Rocky Bushiri

Personal information
- Full name: Rocky Bushiri Kisonga
- Date of birth: 30 November 1999 (age 26)
- Place of birth: Democratic Republic of Congo
- Position: Centre-back

Team information
- Current team: Hibernian
- Number: 33

Youth career
- 2014–2017: K.V. Oostende

Senior career*
- Years: Team / Apps / (Gls)
- 2017–2019: K.V. Oostende / 2 / (0)
- 2018–2019: → Eupen (loan) / 23 / (0)
- 2019–2022: Norwich City / 0 / (0)
- 2019: → Blackpool (loan) / 4 / (0)
- 2020: → Sint-Truiden (loan) / 7 / (0)
- 2020–2021: → Mechelen (loan) / 6 / (0)
- 2021: → Eupen (loan) / 1 / (0)
- 2022: → Hibernian (loan) / 14 / (0)
- 2022–: Hibernian / 96 / (6)

International career^{‡}
- 2017: Belgium U19 / 2 / (0)
- 2018–2019: Belgium U21 / 7 / (0)
- 2023–: DR Congo / 4 / (0)

= Rocky Bushiri =

DR Congolese footballer

Rocky Bushiri Kisonga (born 30 November 1999) is a professional footballer who plays as a centre-back for side Hibernian and the DR Congo national team.

He has previously played for K.V. Oostende and Norwich City, spending almost the entirety of his spell at Norwich on loan at other clubs.

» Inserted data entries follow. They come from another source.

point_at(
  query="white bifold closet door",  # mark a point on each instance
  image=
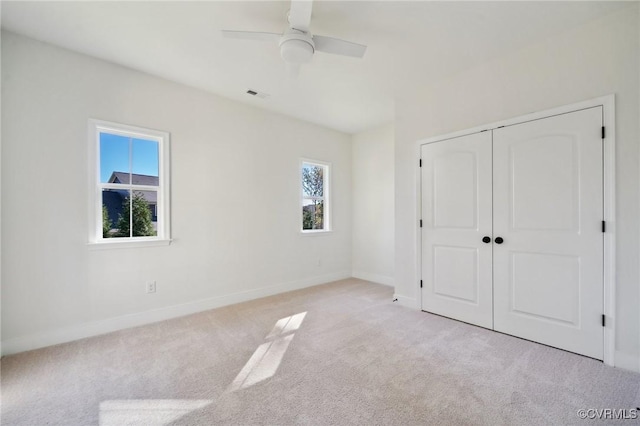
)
(456, 215)
(511, 236)
(548, 208)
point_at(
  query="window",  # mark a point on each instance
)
(130, 184)
(315, 196)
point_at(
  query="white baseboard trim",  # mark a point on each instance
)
(626, 361)
(408, 302)
(95, 328)
(374, 278)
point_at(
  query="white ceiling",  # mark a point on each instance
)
(409, 43)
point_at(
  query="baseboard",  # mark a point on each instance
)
(374, 278)
(627, 361)
(95, 328)
(408, 302)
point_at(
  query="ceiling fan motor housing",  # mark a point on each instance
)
(296, 47)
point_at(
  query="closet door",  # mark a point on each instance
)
(456, 214)
(548, 208)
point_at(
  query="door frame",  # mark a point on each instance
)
(609, 277)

Bushiri was born in DR Congo, his family moved to Belgium soon after. He played for Belgian under-19 and under-21 teams. He switched his international allegiance to DR Congo in March 2023, and made his full international debut for them later that year.

==Club career==
===Oostende===
Bushiri joined the youth academy of K.V. Oostende in 2012 after impressing in a provincial tournament representing Walloon Brabant. He signed his first professional contract with Oostende in June 2017, for two years. He made his professional debut in a 1–0 Belgian First Division A loss to KV Mechelen on 9 December 2017, becoming the youngest-ever debutant for Oostende.

===Norwich City===
On 3 July 2019, it was announced that Bushiri would join Norwich City on a four-year deal, initially linking up with the U23 squad. On 1 August 2019, Bushiri joined League One club Blackpool on a season-long loan deal. Bushiri scored his first goal for the club in a 1–0 win against Wolverhampton Wanderers U21s in an EFL Trophy tie on 5 November 2019.

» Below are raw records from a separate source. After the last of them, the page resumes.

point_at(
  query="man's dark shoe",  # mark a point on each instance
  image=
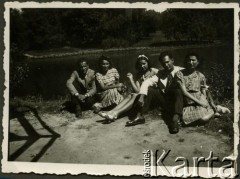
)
(135, 122)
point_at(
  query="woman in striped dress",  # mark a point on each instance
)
(108, 85)
(144, 71)
(193, 85)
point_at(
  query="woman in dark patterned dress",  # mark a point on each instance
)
(107, 79)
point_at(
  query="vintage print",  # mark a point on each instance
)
(121, 89)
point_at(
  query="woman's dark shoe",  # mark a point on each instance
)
(174, 127)
(135, 122)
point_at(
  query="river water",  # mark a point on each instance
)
(47, 77)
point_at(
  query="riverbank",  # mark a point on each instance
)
(69, 51)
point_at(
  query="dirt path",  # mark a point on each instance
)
(88, 141)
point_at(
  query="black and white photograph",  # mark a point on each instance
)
(121, 89)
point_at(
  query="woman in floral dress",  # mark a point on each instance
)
(144, 71)
(107, 79)
(193, 85)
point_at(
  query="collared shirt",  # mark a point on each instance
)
(88, 82)
(154, 79)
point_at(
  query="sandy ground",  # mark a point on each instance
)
(62, 138)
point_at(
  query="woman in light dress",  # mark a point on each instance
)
(144, 71)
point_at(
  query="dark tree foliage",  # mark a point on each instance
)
(197, 24)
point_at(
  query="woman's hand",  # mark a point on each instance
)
(81, 97)
(130, 76)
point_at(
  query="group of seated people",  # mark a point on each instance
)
(181, 93)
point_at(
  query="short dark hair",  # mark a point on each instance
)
(142, 57)
(104, 57)
(164, 54)
(81, 60)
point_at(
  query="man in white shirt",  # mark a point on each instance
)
(167, 94)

On 30 June 2020, Bushiri went out on loan again, this time joining Mechelen on a season-long deal.

On 26 January 2021, Bushiri moved to Belgium side KAS Eupen, on a loan deal until the end of the season.

===Hibernian===
On 10 January 2022, Bushiri joined Scottish Premiership side Hibernian on loan for the remainder of the season, with an option to buy in the summer. His number of appearances during the loan triggered that option, and he signed a three-year contract with Hibs in June 2022.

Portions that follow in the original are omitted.